Exxon leverages Guyana growth in global race for new oil resources
(Bloomberg) — ExxonMobil Corp. is betting the economic boom unleashed by its giant discovery in Guyana will give the company an edge when negotiating fiscal terms with other nations looking to develop their own oil and gas reserves.
The U.S. supermajor says the breakneck production growth in the South American country shows Exxon can build oil projects faster and more efficiently than its competitors. It’s a “unique value proposition” that will ultimately make more money for countries — and Exxon, Chief Executive Officer Darren Woods said in an interview.
“We’re going to bring something unique to you that has great value to you, and then we expect to be compensated for that,” Woods said. “That’s the proposition that we’re making to basically all the resource owners and our customers.”
The world’s largest energy companies are locked in a global race to secure new resources as investor concerns shift from climate change to the longevity of their oil and gas reserves. Chevron Corp. is reviving exploration efforts while Shell Plc and BP Plc are pivoting back to fossil fuels after their ventures into lower-carbon energy fell flat. But Exxon believes its unwaivering faith in oil and gas combined with its ability to build complex projects on time and on budget is a competitive advantage.
“We can see that in Guyana,” Woods said. “In all the things where we’re executing, where we’re the operator, that we’re delivering differentiated results. Importantly, our industry peers can see it, and the resource owners can see it.”
Guyana produces nearly 1 million barrels a day — more than neighboring Venezuela — up from nothing just over six years ago. It has transformed the formerly impoverished South American country into one with a sovereign wealth fund worth $3 billion and growing. The boom is not without its problems — citizens worry about the government’s dependence on Exxon, inflation and potential environmental liabilities — but it has also created one of the fastest-growing economies in the world.
The changing face of the Caribbean nation was on full display at a Guyana energy conference this month, where the world’s top oil executives mingled in new hotels, restaurants and high-end retail outlets along the Atlantic shore front in Georgetown, the country’s capital.
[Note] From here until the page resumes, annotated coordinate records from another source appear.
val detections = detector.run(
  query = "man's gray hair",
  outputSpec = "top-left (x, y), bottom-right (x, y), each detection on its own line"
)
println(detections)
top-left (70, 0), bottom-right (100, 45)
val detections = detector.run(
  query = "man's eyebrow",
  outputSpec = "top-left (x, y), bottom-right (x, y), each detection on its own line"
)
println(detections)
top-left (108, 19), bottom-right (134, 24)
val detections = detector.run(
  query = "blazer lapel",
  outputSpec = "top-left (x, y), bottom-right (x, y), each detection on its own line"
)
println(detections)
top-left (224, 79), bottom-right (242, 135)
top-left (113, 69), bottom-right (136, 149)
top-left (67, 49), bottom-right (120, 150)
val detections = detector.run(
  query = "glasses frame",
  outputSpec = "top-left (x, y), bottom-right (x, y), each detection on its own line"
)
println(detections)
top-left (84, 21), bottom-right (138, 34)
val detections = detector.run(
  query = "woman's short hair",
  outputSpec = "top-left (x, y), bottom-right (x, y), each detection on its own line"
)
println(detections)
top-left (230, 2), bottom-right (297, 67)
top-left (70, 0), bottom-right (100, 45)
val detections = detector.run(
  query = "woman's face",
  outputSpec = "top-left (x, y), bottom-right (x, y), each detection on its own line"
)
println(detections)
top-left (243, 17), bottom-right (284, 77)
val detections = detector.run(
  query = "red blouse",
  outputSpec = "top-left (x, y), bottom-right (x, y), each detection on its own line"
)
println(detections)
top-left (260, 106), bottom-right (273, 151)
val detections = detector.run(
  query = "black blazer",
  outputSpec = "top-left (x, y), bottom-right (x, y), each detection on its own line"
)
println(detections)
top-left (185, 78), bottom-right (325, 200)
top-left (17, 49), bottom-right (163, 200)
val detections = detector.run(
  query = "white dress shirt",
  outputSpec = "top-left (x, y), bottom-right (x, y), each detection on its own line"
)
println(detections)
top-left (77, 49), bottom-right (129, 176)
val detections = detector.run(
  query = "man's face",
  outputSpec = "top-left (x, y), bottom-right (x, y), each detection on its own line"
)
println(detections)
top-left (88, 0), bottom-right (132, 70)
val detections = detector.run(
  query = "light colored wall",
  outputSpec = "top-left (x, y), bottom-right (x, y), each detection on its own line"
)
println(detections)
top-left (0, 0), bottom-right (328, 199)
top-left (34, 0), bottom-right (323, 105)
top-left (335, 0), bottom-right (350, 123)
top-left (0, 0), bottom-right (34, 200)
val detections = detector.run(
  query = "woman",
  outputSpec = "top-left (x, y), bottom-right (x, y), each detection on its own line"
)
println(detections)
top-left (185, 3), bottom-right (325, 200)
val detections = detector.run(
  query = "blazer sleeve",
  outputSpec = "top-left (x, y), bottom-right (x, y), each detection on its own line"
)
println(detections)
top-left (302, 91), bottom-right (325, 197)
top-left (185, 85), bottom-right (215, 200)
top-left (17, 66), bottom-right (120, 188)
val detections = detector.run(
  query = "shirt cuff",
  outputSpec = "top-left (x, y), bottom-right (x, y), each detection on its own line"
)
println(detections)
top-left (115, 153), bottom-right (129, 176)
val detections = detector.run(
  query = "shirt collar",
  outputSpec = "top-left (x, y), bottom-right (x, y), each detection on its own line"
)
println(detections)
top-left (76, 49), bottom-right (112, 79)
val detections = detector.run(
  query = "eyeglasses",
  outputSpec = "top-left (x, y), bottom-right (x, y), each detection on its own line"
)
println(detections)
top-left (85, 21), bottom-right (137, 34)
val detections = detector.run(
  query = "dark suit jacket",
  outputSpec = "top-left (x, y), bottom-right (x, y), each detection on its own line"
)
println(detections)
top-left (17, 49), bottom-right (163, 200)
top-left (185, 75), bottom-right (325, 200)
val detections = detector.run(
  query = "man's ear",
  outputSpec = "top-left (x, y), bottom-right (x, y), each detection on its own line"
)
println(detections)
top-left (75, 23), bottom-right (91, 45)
But trash-filled drainage ditches and a rising cost of living in a country where the public sector minimum wage is less than $500 a month are a reminder Guyana’s newfound wealth has yet to reach most of the population.
To this end, Exxon plans to invest $100 million in Guyana’s education system over the next decade to build up science, technology, engineering and math skills, especially among high-schoolers. The company plans to build science, technology, engineering and mathematics workshops in each of the country’s ten regions to provide after-school lessons for mostly low-income teenagers in an effort to prepare the future workforce.
Modeled on two centers in Houston, they will provide courses in computer-aided design, electronics and robotics while also helping with college applications. If successful, Exxon intends to build similar centers in other locations where it operates, including the Permian basin in West Texas and New Mexico.
The centers will address the skills and labor shortage currently one of the biggest impediments to Guyana’s future, President Irfaan Ali said in an interview. Many of the top jobs in the oil industry are held by workers contracted from overseas while immigrants from Venezuela and Cuba are increasingly taking lower-skill roles.
“We want an upskilled workforce to be ready for high-paying jobs, to have more knowledge transfer, technology transfer and skill transfer to the local workforce,” Ali said. “We want the capacity to be built in-country.”
It’s part of an effort to avoid the so-called resource curse, a tendency for oil-rich nations to become poorer, less stable and more corrupt due to the concentration of wealth among the powerful elite. Venezuela is a textbook case, while Nigeria, Equatorial Guinea and Chad — all countries Exxon has operated in the past — have all experienced some form of endemic corruption.
Woods rejects the idea that oil extraction causes corruption. “But it certainly can manifest itself because now you’ve got large sums of money floating around,” he said.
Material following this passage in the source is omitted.